No caso de “Estamos juntos”, que estreia nessa sexta (3) em todo o país, ela passou um tempo no Hospital Universitário em São Paulo, convivendo com equipes médicas. “É uma rotina exaustiva. E percebi que mulheres que escolhem ser cirurgiãs ou trabalhar na emergência são muito fortes”. Ela também explica que essa preparação lhe ajudou a achar o lado mais humano do seu personagem. “Foi possível transformar a interpretação em algo mais orgânico, sugerir mudanças nos diálogos até. Muitas das situações vistas no pronto-socorro do filme eu presenciei de verdade”.

A mudança da personagem, além da doença fatal, vem do contato com o Movimento dos Sem Teto do Centro (MSTC), de São Paulo. A própria Leandra já conhecia o movimento, da época em que morou em São Paulo, há alguns anos, mas o filme trouxe a oportunidade de entrar em contato com essas pessoas e os entender melhor. “Eu entendi como é fácil, nessa cidade, uma pessoa acabar sem casa, na rua. Muita gente vem para cá em busca de oportunidades e sonhos, e um pequeno deslize pode colocar tudo a perder. Ninguém vem a São Paulo a passeio”.
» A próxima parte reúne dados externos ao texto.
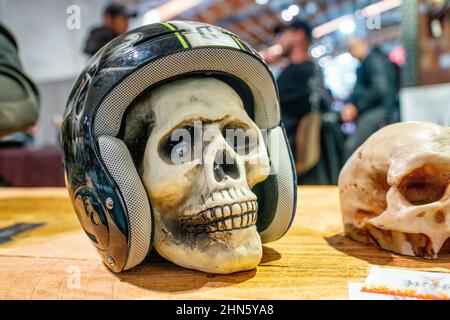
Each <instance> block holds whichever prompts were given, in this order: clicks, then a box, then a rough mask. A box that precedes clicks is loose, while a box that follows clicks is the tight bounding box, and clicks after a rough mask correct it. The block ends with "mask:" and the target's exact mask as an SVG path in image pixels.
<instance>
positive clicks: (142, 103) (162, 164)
mask: <svg viewBox="0 0 450 320" xmlns="http://www.w3.org/2000/svg"><path fill="white" fill-rule="evenodd" d="M126 121H127V128H126V129H125V136H124V141H125V142H126V143H127V144H128V146H129V148H130V146H132V145H133V144H135V145H136V147H137V148H139V146H137V145H138V144H141V145H142V144H143V145H144V148H145V150H143V157H142V161H141V162H140V163H139V161H135V162H136V163H137V165H138V169H139V172H140V175H141V178H142V181H143V183H144V186H145V188H146V190H147V194H148V197H149V200H150V203H151V205H152V210H153V216H154V222H155V235H154V247H155V248H156V250H157V252H158V253H159V254H160V255H161V256H163V257H165V258H166V259H168V260H170V261H172V262H173V263H175V264H178V265H180V266H183V267H186V268H191V269H196V270H200V271H204V272H210V273H219V274H225V273H232V272H236V271H242V270H249V269H253V268H254V267H256V266H257V264H258V263H259V261H260V259H261V256H262V244H261V239H260V237H259V234H258V232H257V230H256V225H255V223H256V219H257V208H258V203H257V197H256V195H255V194H254V193H253V192H252V191H251V188H252V187H253V186H254V185H255V184H257V183H258V182H261V181H263V180H265V179H266V178H267V176H268V174H269V160H268V155H267V151H266V148H265V144H264V141H263V140H262V135H261V132H260V130H259V128H258V127H257V126H256V124H255V123H254V122H253V121H252V120H251V119H250V118H249V116H248V114H247V112H246V111H245V109H244V105H243V102H242V100H241V98H240V96H239V95H238V94H237V93H236V92H235V91H234V90H233V89H232V88H231V87H230V86H229V85H228V84H226V83H225V82H222V81H220V80H217V79H215V78H187V79H181V80H176V81H173V82H170V83H167V84H164V85H162V86H160V87H158V88H156V89H155V90H153V91H151V92H150V93H147V94H145V95H144V96H143V97H142V98H141V99H139V100H138V101H137V102H136V104H135V106H134V107H133V109H132V111H131V112H130V113H129V115H128V116H127V120H126ZM144 123H147V127H145V125H143V124H144ZM148 123H150V125H148ZM130 124H131V125H130ZM199 124H200V125H199ZM142 128H144V130H143V131H149V132H150V131H151V133H149V134H148V139H147V140H146V141H142V140H140V139H137V138H136V137H137V136H139V131H140V130H141V131H142ZM233 129H237V131H236V132H240V133H242V132H245V134H246V135H249V136H248V137H247V139H238V138H239V136H238V135H236V136H235V138H236V139H234V140H233V141H231V140H230V139H226V137H225V136H226V132H227V133H228V132H229V130H232V131H233ZM186 132H187V133H189V134H188V136H187V137H186V136H184V135H183V133H186ZM196 133H200V134H199V136H200V137H198V136H197V137H196ZM180 137H183V138H182V139H180ZM189 139H191V140H189ZM130 149H131V150H132V149H133V148H132V147H131V148H130ZM180 160H182V161H180Z"/></svg>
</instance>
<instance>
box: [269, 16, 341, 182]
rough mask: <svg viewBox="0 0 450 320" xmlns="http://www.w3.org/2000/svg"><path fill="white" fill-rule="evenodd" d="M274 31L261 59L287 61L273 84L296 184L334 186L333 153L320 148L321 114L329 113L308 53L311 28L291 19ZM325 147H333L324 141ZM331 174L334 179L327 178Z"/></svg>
mask: <svg viewBox="0 0 450 320" xmlns="http://www.w3.org/2000/svg"><path fill="white" fill-rule="evenodd" d="M276 32H277V41H276V44H275V45H274V46H272V47H271V48H269V49H268V50H266V51H264V52H262V53H261V56H262V57H263V59H265V60H266V62H267V63H269V64H280V61H282V60H283V59H285V60H287V64H286V66H285V67H284V69H283V70H282V71H281V73H280V75H279V77H278V79H277V84H278V89H279V95H280V108H281V116H282V119H283V123H284V126H285V129H286V135H287V137H288V140H289V145H290V147H291V150H292V153H293V156H294V158H295V162H296V166H297V173H298V180H299V183H302V184H332V183H335V182H336V181H335V180H336V179H337V173H336V174H329V172H330V170H329V169H330V166H329V163H330V162H329V161H328V160H329V159H330V157H334V153H335V152H334V151H333V152H332V151H331V149H332V148H331V149H329V150H326V149H325V148H323V145H324V142H323V141H322V140H321V136H323V135H322V134H321V133H322V131H323V129H324V127H328V123H324V121H323V117H322V116H321V115H322V113H325V112H328V111H330V110H329V106H330V100H331V99H330V97H329V94H328V92H327V91H326V90H325V89H324V87H323V81H322V75H321V73H320V71H319V69H318V67H317V66H316V65H315V64H314V62H313V61H312V58H311V56H310V53H309V49H310V46H311V43H312V28H311V27H310V26H309V25H308V24H307V23H306V22H304V21H300V20H295V21H294V22H292V23H290V24H289V25H286V26H282V27H279V28H277V30H276ZM326 130H328V129H326ZM328 132H329V131H328ZM325 144H328V145H333V143H328V142H325ZM331 153H333V154H331ZM310 154H315V156H312V158H313V159H312V158H311V157H309V159H308V156H309V155H310ZM336 162H337V163H340V161H336ZM305 164H306V165H305ZM305 166H306V167H307V168H305ZM337 166H339V164H338V165H337ZM338 169H340V168H337V169H332V170H331V171H333V172H337V171H338ZM331 175H334V176H336V177H334V178H331Z"/></svg>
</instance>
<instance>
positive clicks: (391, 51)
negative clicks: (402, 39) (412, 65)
mask: <svg viewBox="0 0 450 320" xmlns="http://www.w3.org/2000/svg"><path fill="white" fill-rule="evenodd" d="M389 60H391V61H392V62H394V63H396V64H398V65H399V66H402V65H404V64H405V49H404V48H403V47H402V46H398V47H396V48H395V49H393V50H392V51H391V52H390V53H389Z"/></svg>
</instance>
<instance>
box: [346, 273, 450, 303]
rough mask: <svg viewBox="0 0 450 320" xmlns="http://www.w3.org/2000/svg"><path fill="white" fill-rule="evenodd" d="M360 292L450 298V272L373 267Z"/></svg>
mask: <svg viewBox="0 0 450 320" xmlns="http://www.w3.org/2000/svg"><path fill="white" fill-rule="evenodd" d="M349 288H350V286H349ZM360 292H361V293H367V294H379V295H382V296H386V295H388V296H391V297H396V299H398V298H403V299H430V300H431V299H433V300H435V299H436V300H441V299H450V274H449V273H441V272H428V271H414V270H405V269H392V268H380V267H372V268H371V269H370V271H369V275H368V276H367V278H366V281H365V282H364V285H363V286H362V287H361V288H360ZM385 298H386V297H385Z"/></svg>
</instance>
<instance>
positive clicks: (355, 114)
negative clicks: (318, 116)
mask: <svg viewBox="0 0 450 320" xmlns="http://www.w3.org/2000/svg"><path fill="white" fill-rule="evenodd" d="M348 49H349V52H350V54H351V55H352V56H353V57H355V58H356V59H358V60H360V61H361V65H360V67H359V68H358V70H357V80H356V84H355V87H354V89H353V94H352V96H351V99H350V103H348V104H347V105H345V106H344V108H343V109H342V111H341V118H342V120H343V121H344V122H353V121H354V122H355V123H356V130H355V132H354V133H353V134H352V135H350V136H349V137H348V138H347V140H346V142H345V145H344V157H345V159H348V158H349V157H350V156H351V155H352V154H353V152H354V151H355V150H356V149H357V148H358V147H359V146H360V145H361V144H362V143H363V142H364V141H365V140H366V139H367V138H368V137H369V136H370V135H371V134H372V133H374V132H375V131H377V130H378V129H380V128H381V127H382V126H384V125H386V124H389V123H391V122H396V121H398V120H399V119H398V117H399V116H398V114H399V110H398V109H399V103H398V90H399V83H398V82H399V81H398V70H397V68H396V66H395V65H394V64H393V63H392V62H391V61H389V59H388V57H387V56H386V55H385V54H383V53H382V52H381V51H380V50H379V49H378V48H373V49H372V50H370V49H369V45H368V44H367V42H366V41H365V40H363V39H359V38H354V39H351V40H350V41H349V42H348Z"/></svg>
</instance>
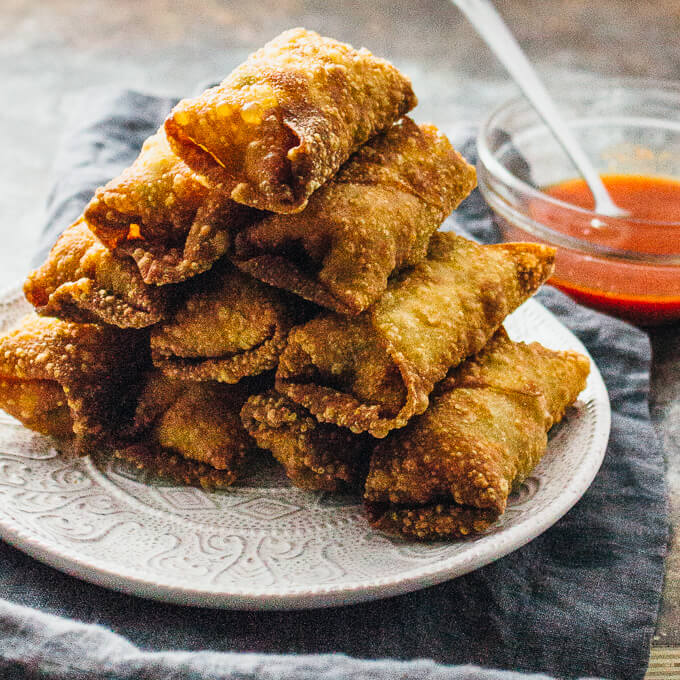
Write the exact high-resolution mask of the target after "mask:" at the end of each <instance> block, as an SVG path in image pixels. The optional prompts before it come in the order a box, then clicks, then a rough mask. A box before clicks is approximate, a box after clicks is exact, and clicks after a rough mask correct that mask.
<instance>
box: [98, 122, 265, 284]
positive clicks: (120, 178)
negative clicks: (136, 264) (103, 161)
mask: <svg viewBox="0 0 680 680" xmlns="http://www.w3.org/2000/svg"><path fill="white" fill-rule="evenodd" d="M256 214H257V212H256V211H254V210H251V209H249V208H246V207H245V206H242V205H239V204H237V203H234V202H233V201H231V200H230V199H229V198H228V195H227V194H225V190H224V187H222V186H220V184H219V183H213V182H210V181H209V180H208V179H207V178H205V177H202V176H201V175H199V174H197V173H195V172H194V171H192V170H191V169H190V168H189V167H188V166H187V165H186V164H185V163H184V162H182V161H181V160H180V159H179V158H178V157H177V156H176V155H175V154H174V153H173V152H172V151H171V149H170V146H169V145H168V141H167V138H166V136H165V133H164V132H163V130H162V129H161V130H159V131H158V132H157V133H156V134H155V135H153V136H151V137H149V139H147V140H146V142H144V146H143V147H142V150H141V152H140V154H139V156H138V157H137V159H136V160H135V162H134V163H133V164H132V165H131V166H130V167H129V168H127V169H126V170H124V171H123V172H122V173H121V174H120V175H119V176H118V177H116V178H114V179H112V180H111V181H110V182H109V183H108V184H107V185H106V186H104V187H100V188H99V189H97V191H96V193H95V195H94V197H93V198H92V200H91V201H90V203H89V205H88V206H87V208H86V210H85V217H86V219H87V222H88V224H89V225H90V228H91V229H92V231H93V232H94V233H95V234H96V235H97V236H98V238H99V239H100V240H101V241H102V243H104V245H106V246H107V247H108V248H109V249H111V250H115V252H116V253H118V254H121V255H126V256H129V257H131V258H133V259H134V261H135V262H136V263H137V267H138V268H139V271H140V273H141V275H142V278H143V280H144V281H145V282H146V283H153V284H156V285H165V284H168V283H178V282H180V281H183V280H185V279H187V278H190V277H192V276H196V275H197V274H200V273H201V272H204V271H206V270H207V269H209V268H210V267H211V266H212V264H213V262H215V260H217V259H218V258H220V257H221V256H222V255H224V253H225V252H226V251H227V249H228V247H229V245H230V243H231V233H232V232H233V231H234V230H236V229H238V228H242V227H243V226H245V225H246V224H249V223H250V221H252V220H253V219H255V217H256Z"/></svg>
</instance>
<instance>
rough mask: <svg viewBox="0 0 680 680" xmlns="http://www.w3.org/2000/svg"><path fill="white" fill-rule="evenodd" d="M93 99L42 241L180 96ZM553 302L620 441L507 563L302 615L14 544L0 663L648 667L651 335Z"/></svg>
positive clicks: (237, 668) (264, 676)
Para ela, o filme pode ajudar as pessoas a verem o movimento com outros olhos. “A sociedade e a mídia, muitas vezes, têm uma visão deturpada do MSTC. Eu os admiro muito e acredito que são muito discriminados”, conclui a atriz que, no mês passado, foi premiada no XV CinePE por seu trabalho em “Estamos juntos”. O longa também recebeu outros seis prêmios no Festival, entre eles os de melhor filme, diretor e roteiro.

Sem discurso panfletário

Não é por acaso que o MSTC está no longa de Toni Venturi. O diretor conta que começou a trabalhar no filme há 7 anos e, no meio desse processo, realizou o documentário “Dia de Festa”, que tinha exatamente o movimento como foco. “Quando os conheci foi um impacto muito grande na minha vida. Não podia os deixar de fora do filme. Tentamos trazer a realidade do movimento de forma poética, sem fazer discurso panfletário”.

Venturi conta que ficou tão tocado pelo movimento que desde seu documentário, de 2006, mantém contato com as pessoas do MSTC. “Sempre estou com eles, participo de eventos, palestras, faço campanhas com meus amigos. Acho que é uma necessidade social”. Para ele, “Estamos Juntos” deve ajudar a mostrar a realidade dessas pessoas que são vistas sob uma ótica preconcebida.

São Paulo, aliás, é praticamente um personagem no filme de Venturi, e isso não é por acaso. “Nasci em São Paulo, e nunca tinha feito um filme sobre a São Paulo contemporânea. ‘Estamos Juntos’ veio daquela máxima de Tolstói: ‘pinte sua aldeia e estará pintando o mundo’”.  Para isso, ele sabia que precisava colocar a ação no centro da cidade, que tem uma dinâmica bastante diferente dos bairros. “As outras regiões são muito mais específicas, o bairro mais pobre, o mais rico. Já no centro tudo se mistura, tudo convive”.